The more I think about it, the more I think “tragic radicalism” is the wrong phrase, since it seems to place emphasis on the latter, and doesn’t make it clear that “tragic” here is in the dramatic sense of the word.  Although not as pithy, “radical sense of the tragic” might be more accurate. It’s an understanding of human motivations that has led to some great things, but also to a sort of sighing away when the worst in us burbles madly to the surface. I do think he is impacted deeply by the horrors on his watch, especially Syria, but that just confirms his view of human nature.
All that said, I’m going to quote a couple paragraphs in full. As you listen to Trump talk about, well, anything, I think it is good to reflect on what a remarkable human being we’ve had in office for the last eight years.

 

In one conversation, parts of which I’ve previously recounted, Obama talked about the decades-long confrontation between the U.S. and communism, and compared it to the current crisis. “You have some on the Republican side who will insist that what we need is the same moral clarity with respect to radical Islam” that Ronald Reagan had with communism, he said. “Except, of course, communism was not embedded in a whole bunch of cultures, communism wasn’t a millennium-old religion that was embraced by a whole host of good, decent, hard-working people who are our allies. Communism for the most part was a foreign, abstract ideology that had been adopted by some nationalist figures, or those who were concerned about poverty and inequality in their countries but wasn’t organic to these cultures.”

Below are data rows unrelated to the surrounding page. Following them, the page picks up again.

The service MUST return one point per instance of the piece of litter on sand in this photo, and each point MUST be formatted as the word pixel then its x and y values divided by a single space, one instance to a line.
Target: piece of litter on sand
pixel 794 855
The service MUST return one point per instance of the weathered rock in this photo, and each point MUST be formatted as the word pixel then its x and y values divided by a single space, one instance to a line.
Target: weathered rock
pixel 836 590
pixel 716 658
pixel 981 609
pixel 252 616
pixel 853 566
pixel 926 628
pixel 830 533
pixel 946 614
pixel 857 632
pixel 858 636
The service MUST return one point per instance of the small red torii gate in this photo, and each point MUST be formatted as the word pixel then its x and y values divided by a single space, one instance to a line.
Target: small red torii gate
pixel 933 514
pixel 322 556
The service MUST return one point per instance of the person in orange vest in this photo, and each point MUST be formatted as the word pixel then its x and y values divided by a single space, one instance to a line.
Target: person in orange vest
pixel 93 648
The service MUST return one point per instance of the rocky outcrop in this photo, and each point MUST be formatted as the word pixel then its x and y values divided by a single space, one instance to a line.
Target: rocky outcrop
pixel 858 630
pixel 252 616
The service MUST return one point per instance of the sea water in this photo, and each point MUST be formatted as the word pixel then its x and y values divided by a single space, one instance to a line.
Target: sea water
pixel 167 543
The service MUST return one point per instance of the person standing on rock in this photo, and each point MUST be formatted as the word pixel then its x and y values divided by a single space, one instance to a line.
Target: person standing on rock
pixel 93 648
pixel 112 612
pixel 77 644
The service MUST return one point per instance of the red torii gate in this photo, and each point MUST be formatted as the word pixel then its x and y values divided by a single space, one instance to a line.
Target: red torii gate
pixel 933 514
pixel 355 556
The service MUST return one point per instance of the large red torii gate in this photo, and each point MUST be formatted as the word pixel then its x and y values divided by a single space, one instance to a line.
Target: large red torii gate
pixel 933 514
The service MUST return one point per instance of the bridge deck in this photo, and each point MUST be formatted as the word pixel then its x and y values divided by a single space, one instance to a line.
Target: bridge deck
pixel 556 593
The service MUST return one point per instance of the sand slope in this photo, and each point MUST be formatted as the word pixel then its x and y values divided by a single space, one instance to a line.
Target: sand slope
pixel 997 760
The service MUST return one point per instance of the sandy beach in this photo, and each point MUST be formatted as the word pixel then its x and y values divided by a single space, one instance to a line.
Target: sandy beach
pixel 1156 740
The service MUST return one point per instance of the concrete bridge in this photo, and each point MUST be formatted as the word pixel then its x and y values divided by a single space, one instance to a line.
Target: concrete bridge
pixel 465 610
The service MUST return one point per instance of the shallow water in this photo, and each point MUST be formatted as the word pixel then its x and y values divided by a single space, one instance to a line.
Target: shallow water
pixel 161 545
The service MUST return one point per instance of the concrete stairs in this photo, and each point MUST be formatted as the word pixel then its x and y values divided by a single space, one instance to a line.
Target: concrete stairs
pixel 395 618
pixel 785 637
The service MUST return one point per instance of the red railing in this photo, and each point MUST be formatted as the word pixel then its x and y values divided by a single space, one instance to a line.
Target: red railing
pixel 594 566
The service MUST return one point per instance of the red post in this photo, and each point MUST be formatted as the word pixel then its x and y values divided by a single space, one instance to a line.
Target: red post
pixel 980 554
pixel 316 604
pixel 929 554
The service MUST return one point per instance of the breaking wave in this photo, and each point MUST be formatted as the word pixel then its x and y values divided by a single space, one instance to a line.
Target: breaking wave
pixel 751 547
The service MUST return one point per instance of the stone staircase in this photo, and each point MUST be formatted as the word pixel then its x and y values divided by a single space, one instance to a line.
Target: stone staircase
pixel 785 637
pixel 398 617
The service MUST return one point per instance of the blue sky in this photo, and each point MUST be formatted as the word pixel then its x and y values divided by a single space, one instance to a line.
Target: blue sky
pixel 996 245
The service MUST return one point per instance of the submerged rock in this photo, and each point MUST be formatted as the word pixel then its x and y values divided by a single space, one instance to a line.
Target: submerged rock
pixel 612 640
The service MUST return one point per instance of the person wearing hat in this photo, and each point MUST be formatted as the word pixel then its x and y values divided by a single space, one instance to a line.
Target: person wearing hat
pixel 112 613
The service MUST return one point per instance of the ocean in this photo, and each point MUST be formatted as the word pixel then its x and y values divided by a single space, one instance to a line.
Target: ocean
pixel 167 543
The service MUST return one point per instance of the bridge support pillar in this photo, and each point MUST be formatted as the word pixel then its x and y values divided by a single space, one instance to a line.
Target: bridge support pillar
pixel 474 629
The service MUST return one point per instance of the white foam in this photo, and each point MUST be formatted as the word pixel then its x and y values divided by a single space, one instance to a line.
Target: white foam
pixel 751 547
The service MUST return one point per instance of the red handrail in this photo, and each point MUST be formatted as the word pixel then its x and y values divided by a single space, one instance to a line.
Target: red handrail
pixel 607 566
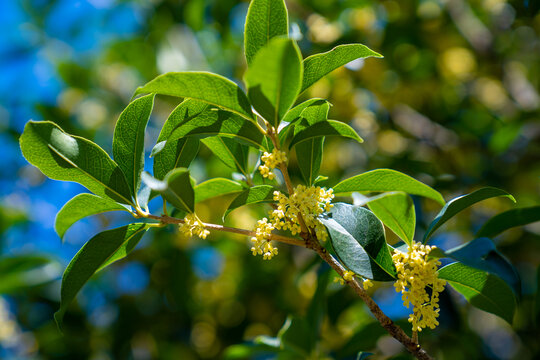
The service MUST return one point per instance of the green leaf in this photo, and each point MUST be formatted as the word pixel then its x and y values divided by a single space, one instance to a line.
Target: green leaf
pixel 319 65
pixel 128 140
pixel 357 237
pixel 396 210
pixel 176 188
pixel 460 203
pixel 309 153
pixel 169 155
pixel 61 156
pixel 382 180
pixel 19 273
pixel 274 78
pixel 326 128
pixel 98 251
pixel 233 154
pixel 484 291
pixel 216 187
pixel 213 122
pixel 210 88
pixel 253 195
pixel 509 219
pixel 81 206
pixel 482 254
pixel 265 20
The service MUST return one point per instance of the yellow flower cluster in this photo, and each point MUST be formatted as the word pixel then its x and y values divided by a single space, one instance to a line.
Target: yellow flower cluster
pixel 262 246
pixel 271 161
pixel 193 226
pixel 416 273
pixel 310 202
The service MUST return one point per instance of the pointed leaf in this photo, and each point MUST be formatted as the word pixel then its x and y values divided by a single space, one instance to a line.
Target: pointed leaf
pixel 211 88
pixel 274 78
pixel 216 187
pixel 357 237
pixel 128 139
pixel 484 291
pixel 213 122
pixel 92 256
pixel 396 210
pixel 21 272
pixel 176 188
pixel 319 65
pixel 233 154
pixel 509 219
pixel 253 195
pixel 460 203
pixel 61 156
pixel 265 20
pixel 382 180
pixel 81 206
pixel 482 254
pixel 326 128
pixel 169 155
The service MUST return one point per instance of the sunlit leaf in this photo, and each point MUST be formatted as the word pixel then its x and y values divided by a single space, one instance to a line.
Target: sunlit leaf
pixel 211 88
pixel 265 20
pixel 396 211
pixel 81 206
pixel 319 65
pixel 357 237
pixel 273 79
pixel 483 290
pixel 98 251
pixel 460 203
pixel 382 180
pixel 128 139
pixel 61 156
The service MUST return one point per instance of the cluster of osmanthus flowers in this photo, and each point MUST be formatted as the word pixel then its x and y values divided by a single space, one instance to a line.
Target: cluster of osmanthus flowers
pixel 416 273
pixel 306 202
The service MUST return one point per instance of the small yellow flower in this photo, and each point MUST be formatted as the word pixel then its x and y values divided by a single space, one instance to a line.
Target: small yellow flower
pixel 193 226
pixel 416 273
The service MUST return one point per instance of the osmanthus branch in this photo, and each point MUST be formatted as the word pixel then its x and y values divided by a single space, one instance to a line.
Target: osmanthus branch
pixel 312 242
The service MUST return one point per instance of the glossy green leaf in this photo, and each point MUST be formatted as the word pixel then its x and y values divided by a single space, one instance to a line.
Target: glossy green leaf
pixel 273 80
pixel 176 188
pixel 482 254
pixel 483 290
pixel 169 155
pixel 81 206
pixel 460 203
pixel 216 187
pixel 319 65
pixel 213 122
pixel 265 19
pixel 357 237
pixel 18 273
pixel 61 156
pixel 326 128
pixel 382 180
pixel 98 251
pixel 128 139
pixel 396 211
pixel 253 195
pixel 509 219
pixel 210 88
pixel 233 154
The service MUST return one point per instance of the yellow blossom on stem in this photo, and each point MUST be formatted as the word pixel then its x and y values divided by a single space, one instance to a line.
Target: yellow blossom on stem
pixel 193 226
pixel 416 273
pixel 271 161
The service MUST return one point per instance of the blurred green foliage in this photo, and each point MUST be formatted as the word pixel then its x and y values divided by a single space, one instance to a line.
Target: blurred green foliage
pixel 453 103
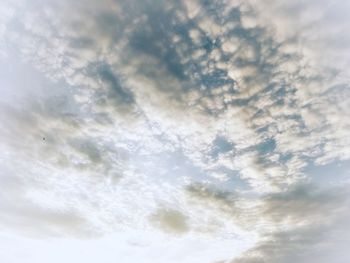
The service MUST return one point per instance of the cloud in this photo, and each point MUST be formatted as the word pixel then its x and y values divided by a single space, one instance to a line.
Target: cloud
pixel 198 118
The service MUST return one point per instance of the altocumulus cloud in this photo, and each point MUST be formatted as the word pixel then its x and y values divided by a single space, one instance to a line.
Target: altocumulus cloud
pixel 204 125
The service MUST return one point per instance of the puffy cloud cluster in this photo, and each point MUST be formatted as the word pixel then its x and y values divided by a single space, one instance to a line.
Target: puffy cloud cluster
pixel 195 118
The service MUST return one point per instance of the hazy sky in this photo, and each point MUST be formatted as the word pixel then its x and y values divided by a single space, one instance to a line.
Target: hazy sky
pixel 174 131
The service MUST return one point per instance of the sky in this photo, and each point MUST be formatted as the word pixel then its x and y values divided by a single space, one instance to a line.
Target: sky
pixel 174 131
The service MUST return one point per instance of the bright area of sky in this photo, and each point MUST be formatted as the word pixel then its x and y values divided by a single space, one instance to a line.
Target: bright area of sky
pixel 174 131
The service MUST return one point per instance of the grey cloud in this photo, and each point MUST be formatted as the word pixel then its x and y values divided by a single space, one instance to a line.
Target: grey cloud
pixel 170 220
pixel 316 220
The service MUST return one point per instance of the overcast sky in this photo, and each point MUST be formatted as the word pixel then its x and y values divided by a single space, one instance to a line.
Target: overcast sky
pixel 174 131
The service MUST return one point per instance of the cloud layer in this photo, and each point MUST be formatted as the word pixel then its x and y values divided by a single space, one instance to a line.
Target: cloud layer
pixel 208 121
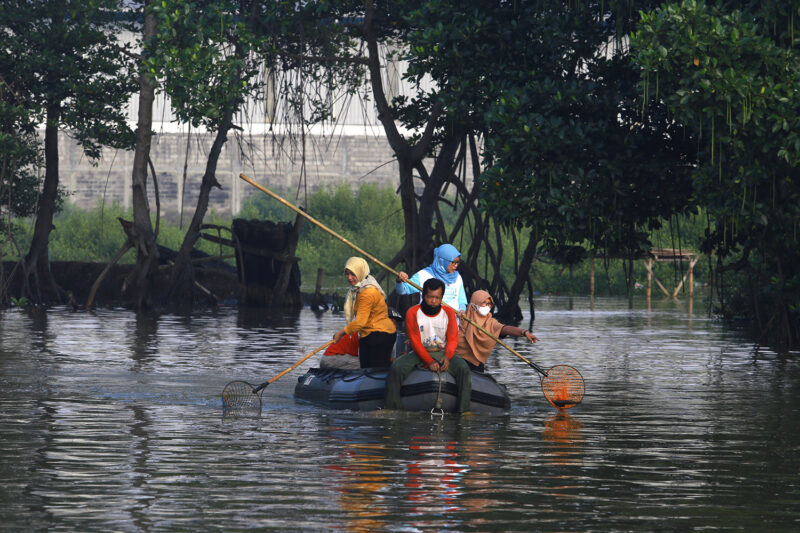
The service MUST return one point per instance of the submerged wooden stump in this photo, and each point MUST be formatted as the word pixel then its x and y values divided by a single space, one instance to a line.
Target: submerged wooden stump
pixel 267 266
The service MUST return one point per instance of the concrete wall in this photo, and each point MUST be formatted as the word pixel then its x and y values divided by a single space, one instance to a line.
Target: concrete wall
pixel 355 157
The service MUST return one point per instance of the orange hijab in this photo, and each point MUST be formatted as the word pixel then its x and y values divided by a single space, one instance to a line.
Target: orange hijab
pixel 473 344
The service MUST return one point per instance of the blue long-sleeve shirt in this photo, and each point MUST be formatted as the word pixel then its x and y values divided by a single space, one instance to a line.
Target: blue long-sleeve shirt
pixel 454 293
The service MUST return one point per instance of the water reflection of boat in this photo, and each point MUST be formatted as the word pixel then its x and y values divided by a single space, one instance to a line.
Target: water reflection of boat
pixel 363 390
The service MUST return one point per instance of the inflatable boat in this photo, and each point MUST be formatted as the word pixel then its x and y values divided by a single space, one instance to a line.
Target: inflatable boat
pixel 363 390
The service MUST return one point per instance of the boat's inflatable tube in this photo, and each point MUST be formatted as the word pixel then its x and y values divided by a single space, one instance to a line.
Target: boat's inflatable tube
pixel 363 390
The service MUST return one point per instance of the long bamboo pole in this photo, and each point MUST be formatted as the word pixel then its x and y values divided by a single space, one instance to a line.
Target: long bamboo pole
pixel 379 263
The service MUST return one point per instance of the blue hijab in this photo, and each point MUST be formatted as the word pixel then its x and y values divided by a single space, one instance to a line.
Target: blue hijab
pixel 442 257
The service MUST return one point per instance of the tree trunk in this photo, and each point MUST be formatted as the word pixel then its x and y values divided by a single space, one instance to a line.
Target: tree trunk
pixel 37 261
pixel 182 273
pixel 511 311
pixel 143 235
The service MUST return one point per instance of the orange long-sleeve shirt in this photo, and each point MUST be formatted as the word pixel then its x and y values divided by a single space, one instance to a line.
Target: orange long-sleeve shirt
pixel 371 314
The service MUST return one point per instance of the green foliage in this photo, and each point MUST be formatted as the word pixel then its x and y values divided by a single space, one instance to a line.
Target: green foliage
pixel 567 147
pixel 370 218
pixel 67 54
pixel 730 76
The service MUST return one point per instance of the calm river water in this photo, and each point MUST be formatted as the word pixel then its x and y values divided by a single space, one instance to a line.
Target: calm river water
pixel 112 422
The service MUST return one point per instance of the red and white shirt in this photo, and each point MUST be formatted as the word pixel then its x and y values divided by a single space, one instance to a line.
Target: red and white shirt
pixel 434 333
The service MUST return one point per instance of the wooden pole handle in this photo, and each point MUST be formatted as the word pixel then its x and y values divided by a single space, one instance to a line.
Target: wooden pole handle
pixel 378 262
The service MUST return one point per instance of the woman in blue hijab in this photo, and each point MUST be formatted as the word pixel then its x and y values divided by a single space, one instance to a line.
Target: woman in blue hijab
pixel 444 267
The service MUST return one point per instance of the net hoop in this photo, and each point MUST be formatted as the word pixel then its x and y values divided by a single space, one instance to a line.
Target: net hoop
pixel 563 386
pixel 238 398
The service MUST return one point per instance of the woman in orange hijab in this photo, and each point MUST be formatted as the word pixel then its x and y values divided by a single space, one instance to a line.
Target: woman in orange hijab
pixel 474 346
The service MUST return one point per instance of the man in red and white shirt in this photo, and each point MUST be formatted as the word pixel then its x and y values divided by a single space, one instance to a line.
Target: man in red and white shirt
pixel 432 330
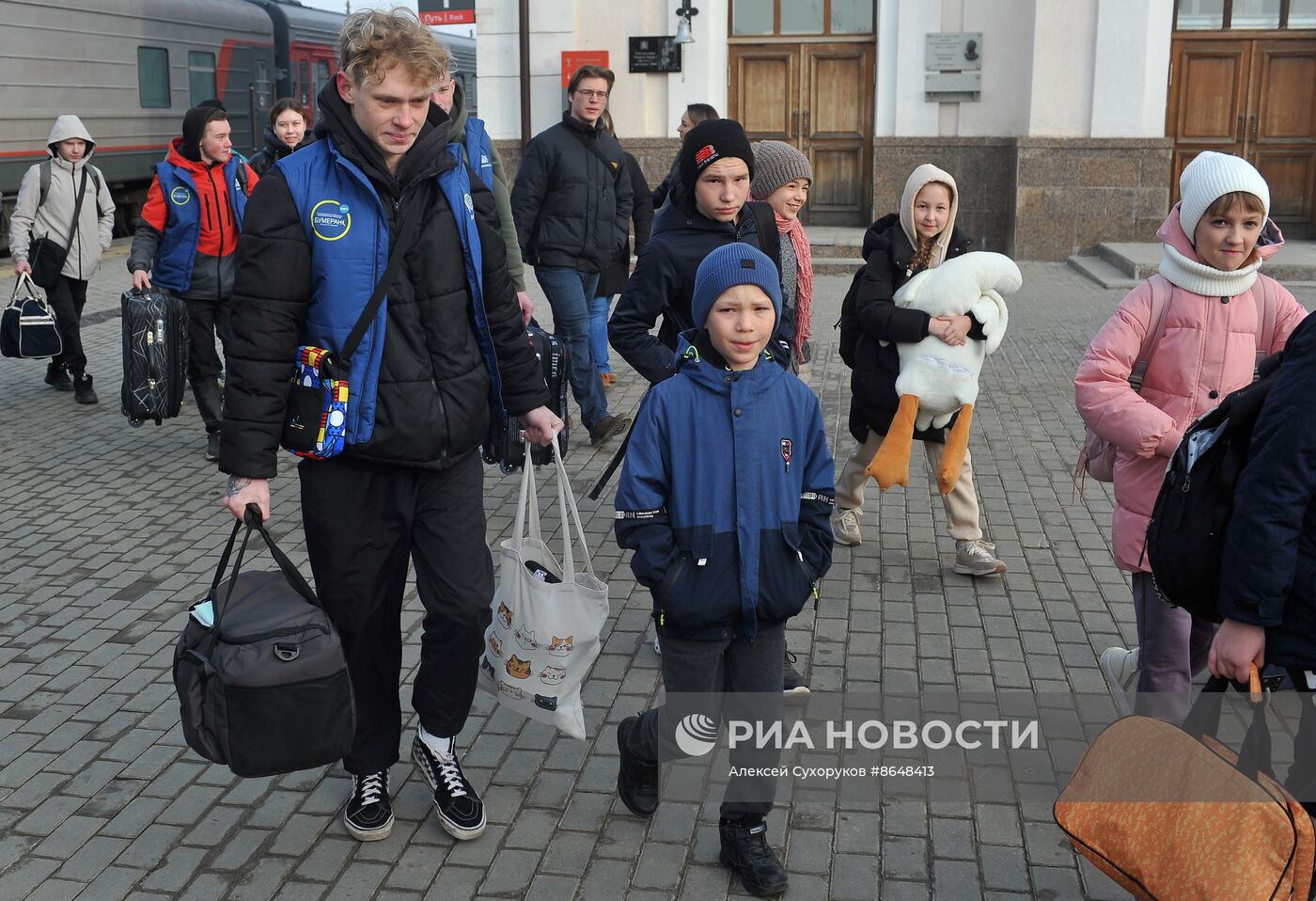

He went on to say, “Establishing some moral clarity about what communism was and wasn’t, and being able to say to the people of Latin America or the people of Eastern Europe, ‘There’s a better way for you to achieve your goals,’ that was something that could be useful to do.” But, he said, “to analogize it to one of the world’s foremost religions that is the center of people’s lives all around the world, and to potentially paint that as a broad brush, isn’t providing moral clarity. What it’s doing is alienating a whole host of people who we need to work with us in order to succeed.”